The rivers of Iceland are famous for their salmon and trout. Some of the best salmon rivers include the Laxá í Aðaldal, Jökla, Láxá í Kjós and Norðurá and many anglers come to Iceland. Sea fishing is very popular too. The cold waters around Iceland, just south of the Arctic circle are nutrient-rich and support huge numbers of animals. Fishing tours can be found in many locations throughout Iceland and the super-rich waters around the island make it a Mecca for sea anglers.
For those who just wish to observe the life to be found in the sea, there are diving tours one can go on but most of us would opt for whale watching. This is one of the most popular activities undertaken in Iceland and there are whale watching tours based in many coastal communities all around the coast. The whales most commonly seen are Minke but there are several species you may be lucky enough to encounter such as humpbacks, white-beaked dolphins, harbour porpoises, orcas and the occasional blue or fin whale, the two largest species on earth. It’s a very unlucky tour which does not spot some whales when in Iceland.
Culture of Iceland
Although regarded mainly as descendants of Norwegian and other Scandinavian settlers, the Icelandic population shows a surprising amount of Irish and Scottish DNA. It appears most of this comes from the maternal line and would indicate Norse men marrying into Celtic lineages when settling in Ireland and Scotland before coming to Iceland. There is also a very small amount of DNA which links some Icelanders to Native American/First Nations descent. This, doubtless springs from the short-lived Norse settlements in what was called Vinland, in present-day Canada.

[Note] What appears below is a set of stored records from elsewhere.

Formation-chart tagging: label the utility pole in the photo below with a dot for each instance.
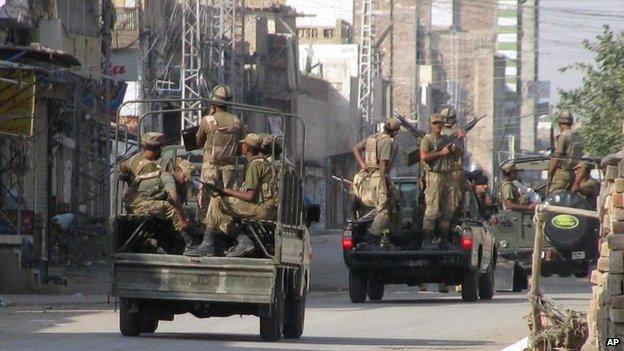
(528, 73)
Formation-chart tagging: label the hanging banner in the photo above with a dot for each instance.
(17, 102)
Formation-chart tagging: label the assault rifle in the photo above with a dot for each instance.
(452, 140)
(413, 153)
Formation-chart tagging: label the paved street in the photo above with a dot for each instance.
(404, 320)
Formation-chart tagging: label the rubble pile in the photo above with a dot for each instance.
(606, 309)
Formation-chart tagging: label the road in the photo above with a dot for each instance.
(404, 320)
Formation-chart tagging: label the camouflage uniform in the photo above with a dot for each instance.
(221, 132)
(258, 175)
(569, 149)
(149, 191)
(443, 186)
(377, 147)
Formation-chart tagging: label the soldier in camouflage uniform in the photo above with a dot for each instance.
(153, 192)
(256, 199)
(568, 151)
(218, 133)
(443, 183)
(509, 194)
(380, 153)
(584, 184)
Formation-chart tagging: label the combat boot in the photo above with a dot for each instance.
(244, 247)
(206, 248)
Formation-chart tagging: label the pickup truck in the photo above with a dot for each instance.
(470, 260)
(272, 285)
(571, 245)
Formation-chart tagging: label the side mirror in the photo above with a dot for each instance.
(313, 214)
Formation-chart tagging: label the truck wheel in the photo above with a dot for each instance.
(148, 324)
(128, 319)
(375, 289)
(486, 286)
(272, 325)
(470, 286)
(294, 317)
(357, 287)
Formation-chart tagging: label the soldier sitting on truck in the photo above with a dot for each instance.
(256, 199)
(153, 192)
(510, 195)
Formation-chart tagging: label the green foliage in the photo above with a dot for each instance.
(599, 102)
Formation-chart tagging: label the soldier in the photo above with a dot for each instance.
(568, 151)
(584, 184)
(219, 133)
(257, 199)
(380, 152)
(443, 188)
(510, 195)
(152, 191)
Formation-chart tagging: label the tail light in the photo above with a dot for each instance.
(467, 241)
(347, 240)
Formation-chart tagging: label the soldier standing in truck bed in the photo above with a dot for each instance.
(218, 133)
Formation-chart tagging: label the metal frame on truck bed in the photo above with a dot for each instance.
(272, 286)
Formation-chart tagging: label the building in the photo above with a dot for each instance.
(55, 132)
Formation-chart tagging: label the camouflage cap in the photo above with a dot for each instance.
(565, 117)
(252, 139)
(186, 167)
(152, 139)
(393, 123)
(436, 117)
(509, 167)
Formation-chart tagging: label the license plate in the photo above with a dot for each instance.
(418, 263)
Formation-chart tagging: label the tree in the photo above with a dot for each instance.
(599, 102)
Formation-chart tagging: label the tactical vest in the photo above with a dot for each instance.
(371, 158)
(222, 148)
(268, 191)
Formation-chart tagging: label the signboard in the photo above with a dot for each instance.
(17, 102)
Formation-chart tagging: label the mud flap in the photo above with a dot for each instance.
(504, 275)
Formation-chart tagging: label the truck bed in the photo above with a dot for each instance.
(175, 277)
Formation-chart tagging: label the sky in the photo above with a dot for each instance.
(561, 34)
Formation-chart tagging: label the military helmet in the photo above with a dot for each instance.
(152, 140)
(565, 117)
(450, 116)
(221, 93)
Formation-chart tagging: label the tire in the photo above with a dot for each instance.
(470, 286)
(271, 326)
(294, 317)
(128, 321)
(580, 229)
(375, 289)
(486, 286)
(148, 325)
(357, 287)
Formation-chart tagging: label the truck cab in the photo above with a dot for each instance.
(470, 260)
(154, 285)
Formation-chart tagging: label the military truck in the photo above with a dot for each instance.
(470, 260)
(571, 245)
(272, 285)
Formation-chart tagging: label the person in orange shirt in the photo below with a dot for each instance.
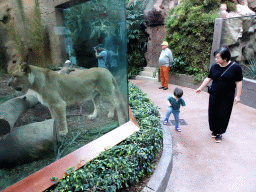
(165, 60)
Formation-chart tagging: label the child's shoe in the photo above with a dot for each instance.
(165, 122)
(178, 129)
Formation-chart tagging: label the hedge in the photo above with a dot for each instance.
(126, 163)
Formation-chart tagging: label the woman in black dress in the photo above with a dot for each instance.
(226, 76)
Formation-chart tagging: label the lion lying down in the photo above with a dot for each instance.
(57, 91)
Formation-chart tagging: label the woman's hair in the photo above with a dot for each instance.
(178, 92)
(224, 53)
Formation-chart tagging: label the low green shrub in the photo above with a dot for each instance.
(125, 163)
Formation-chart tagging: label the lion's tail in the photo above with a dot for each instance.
(121, 104)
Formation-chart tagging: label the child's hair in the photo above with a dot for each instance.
(178, 92)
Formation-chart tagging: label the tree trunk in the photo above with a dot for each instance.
(28, 143)
(13, 108)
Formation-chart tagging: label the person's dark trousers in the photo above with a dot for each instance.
(219, 112)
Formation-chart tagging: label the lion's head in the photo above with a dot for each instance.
(21, 77)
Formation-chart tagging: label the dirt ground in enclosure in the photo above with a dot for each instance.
(75, 122)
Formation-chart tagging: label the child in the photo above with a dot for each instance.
(174, 103)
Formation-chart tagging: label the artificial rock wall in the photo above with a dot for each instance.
(11, 15)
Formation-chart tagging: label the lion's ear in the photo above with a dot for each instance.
(24, 67)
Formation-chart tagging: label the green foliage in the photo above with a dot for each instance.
(92, 23)
(189, 31)
(136, 37)
(230, 6)
(126, 163)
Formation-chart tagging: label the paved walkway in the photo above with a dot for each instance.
(199, 163)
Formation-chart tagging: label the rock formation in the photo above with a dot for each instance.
(239, 32)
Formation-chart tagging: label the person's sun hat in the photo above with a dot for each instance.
(165, 43)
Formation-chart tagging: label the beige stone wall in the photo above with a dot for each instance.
(52, 55)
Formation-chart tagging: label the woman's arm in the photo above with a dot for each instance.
(239, 86)
(205, 82)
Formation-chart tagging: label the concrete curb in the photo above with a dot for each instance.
(159, 180)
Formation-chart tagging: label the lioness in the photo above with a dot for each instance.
(57, 91)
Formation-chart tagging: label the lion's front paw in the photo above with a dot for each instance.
(63, 133)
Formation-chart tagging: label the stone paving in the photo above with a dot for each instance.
(199, 163)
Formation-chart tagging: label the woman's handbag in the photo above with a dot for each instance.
(209, 86)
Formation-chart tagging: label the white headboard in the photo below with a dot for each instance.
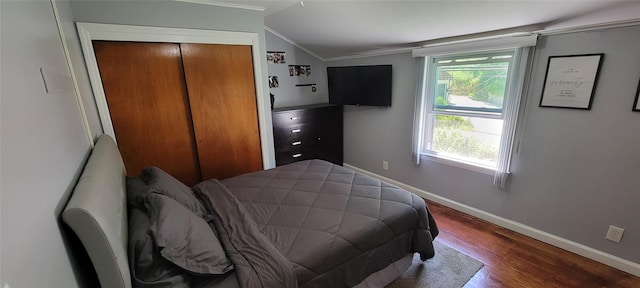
(97, 213)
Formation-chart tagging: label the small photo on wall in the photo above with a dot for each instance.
(636, 103)
(275, 57)
(273, 82)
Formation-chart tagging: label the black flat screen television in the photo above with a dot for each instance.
(360, 85)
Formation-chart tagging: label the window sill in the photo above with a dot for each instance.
(458, 163)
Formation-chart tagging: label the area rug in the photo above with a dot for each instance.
(448, 269)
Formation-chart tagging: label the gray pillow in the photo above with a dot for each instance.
(145, 261)
(184, 238)
(163, 183)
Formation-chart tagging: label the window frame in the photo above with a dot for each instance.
(514, 85)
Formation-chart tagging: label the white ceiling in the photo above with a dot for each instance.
(332, 29)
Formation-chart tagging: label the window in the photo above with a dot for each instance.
(467, 108)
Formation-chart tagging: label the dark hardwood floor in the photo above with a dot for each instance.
(514, 260)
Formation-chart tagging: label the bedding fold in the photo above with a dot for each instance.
(257, 261)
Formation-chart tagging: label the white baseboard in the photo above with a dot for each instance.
(577, 248)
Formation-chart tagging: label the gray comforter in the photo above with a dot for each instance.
(319, 223)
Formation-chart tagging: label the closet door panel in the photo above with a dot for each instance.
(147, 98)
(222, 95)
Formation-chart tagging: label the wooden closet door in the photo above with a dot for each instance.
(147, 98)
(222, 96)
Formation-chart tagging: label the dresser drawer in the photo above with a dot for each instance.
(290, 133)
(290, 117)
(297, 144)
(295, 155)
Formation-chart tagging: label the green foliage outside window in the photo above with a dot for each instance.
(448, 137)
(451, 140)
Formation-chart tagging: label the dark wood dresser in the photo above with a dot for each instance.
(308, 132)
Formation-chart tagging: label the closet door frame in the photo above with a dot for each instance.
(114, 32)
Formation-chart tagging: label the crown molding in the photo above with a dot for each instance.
(274, 32)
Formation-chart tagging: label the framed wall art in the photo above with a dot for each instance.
(570, 81)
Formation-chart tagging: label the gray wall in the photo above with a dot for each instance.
(287, 94)
(576, 171)
(44, 141)
(43, 147)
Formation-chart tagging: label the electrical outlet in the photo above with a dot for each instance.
(614, 234)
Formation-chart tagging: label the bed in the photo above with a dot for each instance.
(306, 224)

As mentioned, the language is descended from Old Norse and is the closest living language to it. The original Icelandic settlers were pagans following the old Norse gods but adopted Christianity around 1000CE, becoming Lutheran in later years as a result of the Reformation. Modern-day Iceland has seen some immigration from elsewhere, with people bringing their religions. Poles brought Catholicism back to Iceland but there are tiny communities of Buddhists, Muslims and Jews to be found nowadays too.

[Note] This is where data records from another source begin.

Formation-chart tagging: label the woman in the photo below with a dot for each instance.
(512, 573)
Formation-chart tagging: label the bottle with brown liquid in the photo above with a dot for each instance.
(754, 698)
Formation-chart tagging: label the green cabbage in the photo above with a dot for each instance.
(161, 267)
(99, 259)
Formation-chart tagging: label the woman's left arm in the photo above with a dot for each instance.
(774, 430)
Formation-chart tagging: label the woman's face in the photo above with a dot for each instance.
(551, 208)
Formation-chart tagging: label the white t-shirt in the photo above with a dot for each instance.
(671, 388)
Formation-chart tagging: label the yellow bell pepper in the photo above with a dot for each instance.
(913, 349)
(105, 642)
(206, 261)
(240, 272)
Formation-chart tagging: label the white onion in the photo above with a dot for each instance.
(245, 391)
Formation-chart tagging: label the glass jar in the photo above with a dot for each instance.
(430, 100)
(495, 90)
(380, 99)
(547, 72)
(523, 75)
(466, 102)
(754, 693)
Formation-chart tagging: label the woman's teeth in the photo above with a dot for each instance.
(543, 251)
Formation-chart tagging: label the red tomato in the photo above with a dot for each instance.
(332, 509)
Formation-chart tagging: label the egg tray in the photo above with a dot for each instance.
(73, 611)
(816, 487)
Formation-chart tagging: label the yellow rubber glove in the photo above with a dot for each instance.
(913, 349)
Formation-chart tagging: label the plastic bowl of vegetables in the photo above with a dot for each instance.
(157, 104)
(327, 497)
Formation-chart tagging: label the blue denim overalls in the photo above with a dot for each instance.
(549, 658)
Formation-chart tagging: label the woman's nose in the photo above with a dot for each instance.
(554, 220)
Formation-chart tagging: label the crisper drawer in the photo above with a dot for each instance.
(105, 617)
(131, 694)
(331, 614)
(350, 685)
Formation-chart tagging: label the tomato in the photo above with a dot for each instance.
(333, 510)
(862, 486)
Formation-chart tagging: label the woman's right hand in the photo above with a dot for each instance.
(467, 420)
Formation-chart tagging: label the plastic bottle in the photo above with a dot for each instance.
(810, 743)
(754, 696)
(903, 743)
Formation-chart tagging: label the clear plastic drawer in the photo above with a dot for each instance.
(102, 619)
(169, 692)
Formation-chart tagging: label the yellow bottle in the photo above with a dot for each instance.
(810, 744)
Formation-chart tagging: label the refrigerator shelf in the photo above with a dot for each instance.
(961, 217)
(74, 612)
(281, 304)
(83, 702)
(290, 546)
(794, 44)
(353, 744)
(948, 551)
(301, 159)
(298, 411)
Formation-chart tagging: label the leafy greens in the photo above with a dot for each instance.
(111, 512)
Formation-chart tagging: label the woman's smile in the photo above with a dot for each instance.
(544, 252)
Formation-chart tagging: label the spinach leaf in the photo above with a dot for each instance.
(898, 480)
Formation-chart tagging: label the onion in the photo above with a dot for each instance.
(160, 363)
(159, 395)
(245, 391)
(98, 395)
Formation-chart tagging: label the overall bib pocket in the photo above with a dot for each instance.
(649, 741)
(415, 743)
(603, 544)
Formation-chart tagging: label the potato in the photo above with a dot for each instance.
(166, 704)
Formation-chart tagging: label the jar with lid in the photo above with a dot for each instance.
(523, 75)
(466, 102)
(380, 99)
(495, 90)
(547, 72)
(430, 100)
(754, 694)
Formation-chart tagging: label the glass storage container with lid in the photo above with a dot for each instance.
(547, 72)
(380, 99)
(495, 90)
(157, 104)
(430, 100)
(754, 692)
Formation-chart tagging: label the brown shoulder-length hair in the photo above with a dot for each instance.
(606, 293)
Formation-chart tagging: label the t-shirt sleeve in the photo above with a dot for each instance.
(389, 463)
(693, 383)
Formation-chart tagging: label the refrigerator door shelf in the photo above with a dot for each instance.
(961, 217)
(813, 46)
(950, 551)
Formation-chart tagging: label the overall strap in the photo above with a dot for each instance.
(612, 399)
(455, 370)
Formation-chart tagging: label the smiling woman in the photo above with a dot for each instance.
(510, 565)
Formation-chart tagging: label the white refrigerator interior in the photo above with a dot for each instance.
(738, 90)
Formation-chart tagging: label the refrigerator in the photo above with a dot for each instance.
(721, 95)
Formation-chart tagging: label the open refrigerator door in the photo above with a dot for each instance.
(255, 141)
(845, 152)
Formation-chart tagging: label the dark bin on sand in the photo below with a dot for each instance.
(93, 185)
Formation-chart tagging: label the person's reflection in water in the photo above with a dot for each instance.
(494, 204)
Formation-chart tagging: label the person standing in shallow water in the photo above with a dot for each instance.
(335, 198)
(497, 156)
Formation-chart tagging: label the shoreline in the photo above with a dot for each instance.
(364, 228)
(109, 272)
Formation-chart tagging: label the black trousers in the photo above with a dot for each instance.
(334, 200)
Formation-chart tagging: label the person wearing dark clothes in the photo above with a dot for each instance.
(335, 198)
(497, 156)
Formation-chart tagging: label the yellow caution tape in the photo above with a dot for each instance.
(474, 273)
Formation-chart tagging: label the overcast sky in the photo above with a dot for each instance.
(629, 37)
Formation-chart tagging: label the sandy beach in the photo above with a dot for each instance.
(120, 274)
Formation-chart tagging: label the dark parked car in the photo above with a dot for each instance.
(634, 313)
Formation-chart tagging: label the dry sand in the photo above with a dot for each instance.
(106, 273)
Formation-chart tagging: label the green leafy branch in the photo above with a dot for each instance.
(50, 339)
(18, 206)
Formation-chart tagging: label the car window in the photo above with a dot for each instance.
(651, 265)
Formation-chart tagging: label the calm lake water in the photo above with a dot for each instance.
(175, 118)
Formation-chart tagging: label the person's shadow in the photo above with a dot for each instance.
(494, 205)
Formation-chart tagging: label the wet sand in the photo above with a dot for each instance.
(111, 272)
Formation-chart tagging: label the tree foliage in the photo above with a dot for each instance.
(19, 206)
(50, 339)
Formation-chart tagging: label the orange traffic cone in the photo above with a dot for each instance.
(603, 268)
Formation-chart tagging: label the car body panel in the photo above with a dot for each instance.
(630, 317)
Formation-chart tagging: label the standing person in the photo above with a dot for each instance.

The traditional diet of Icelanders was heavily dependent on fish, lamb and dairy products, but nowadays pork and beef supplement this. One form of traditional Icelandic fare is known as Þorramatur. This consists mainly of fish and lamb products cured in traditional ways served along with dark rye bread in the form of a buffet. Occasionally seal flippers and whale blubber may be included. The use of horse meat is relatively common in Iceland too.

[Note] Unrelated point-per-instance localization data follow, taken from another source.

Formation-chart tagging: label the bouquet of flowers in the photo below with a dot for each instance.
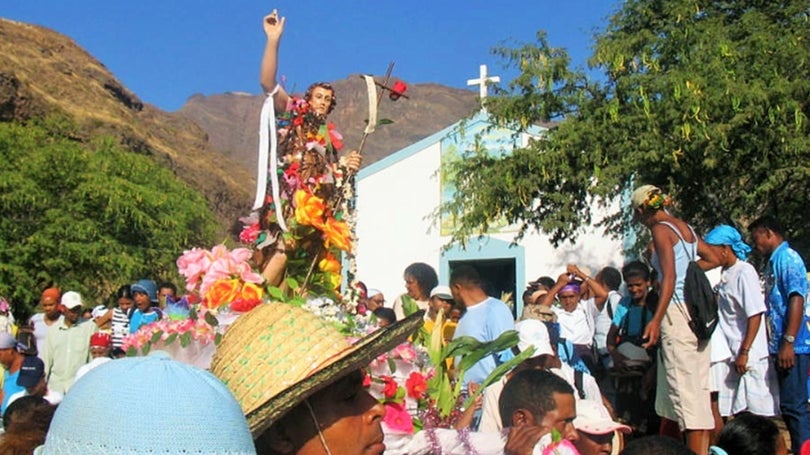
(221, 285)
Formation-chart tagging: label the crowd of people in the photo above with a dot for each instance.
(605, 362)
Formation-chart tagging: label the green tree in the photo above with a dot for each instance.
(708, 99)
(88, 217)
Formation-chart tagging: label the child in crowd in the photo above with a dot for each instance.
(632, 364)
(6, 318)
(750, 434)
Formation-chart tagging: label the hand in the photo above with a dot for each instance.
(522, 439)
(651, 334)
(273, 26)
(741, 364)
(618, 359)
(352, 161)
(786, 357)
(472, 388)
(572, 269)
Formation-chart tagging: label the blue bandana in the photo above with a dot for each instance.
(727, 235)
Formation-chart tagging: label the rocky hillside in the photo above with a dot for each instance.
(43, 72)
(232, 119)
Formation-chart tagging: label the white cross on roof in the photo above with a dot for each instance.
(482, 83)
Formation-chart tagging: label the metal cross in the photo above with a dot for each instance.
(482, 83)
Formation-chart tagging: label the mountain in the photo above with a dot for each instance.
(43, 72)
(232, 119)
(211, 142)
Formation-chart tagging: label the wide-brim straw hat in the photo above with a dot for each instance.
(278, 355)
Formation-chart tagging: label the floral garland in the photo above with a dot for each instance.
(221, 285)
(318, 232)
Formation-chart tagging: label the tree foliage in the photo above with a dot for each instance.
(708, 99)
(88, 217)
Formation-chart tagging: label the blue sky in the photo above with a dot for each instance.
(168, 50)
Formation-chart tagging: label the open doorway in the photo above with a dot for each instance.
(498, 276)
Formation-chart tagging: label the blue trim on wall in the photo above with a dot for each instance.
(394, 158)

No mention of Icelandic cuisine, though, is complete without the inclusion of the infamous Hákarl. This is the stuff that many a culinary nightmare is made of. A Greenland shark is gutted and beheaded then buried in a pit of gravelly sand, covered with sand and then stones to press the body down, removing fluids. The shark is left to ferment in this pit for up to twelve weeks. It is then dug up, cut into strips and left to hang for several months. During this time it develops a brown crust which is removed before the shark is cut into small pieces and served.
Hákarl is sold in Icelandic shops and can be consumed year-round but is really popular along with Þorramatur buffets most common in midwinter. Opinions vary on its level of deliciousness but most non-Icelanders seem to find it repulsive! The more adventurous of you will no doubt want to give it a try just to say you’ve done it, but as it reeks of urine or ammonia and can be rubbery, don’t say you haven’t been warned.
Iceland is a country like no other. Beautiful, almost beyond belief, in an otherworldly kind of way, with its landscape reminiscent of the lunar surface in places it really can be nature in its purest, rawest, most elemental form. The mountains, glaciers, volcanoes, black sand, lava tubes, geysers, waterfalls, basalt columns, lava fields, caves, ice-caves, cliffs and oceans make it a paradise for some, a place to tick off a list for others. One thing is certain though, whichever of those two camps you fall into, you will find it hard to forget this incredible country.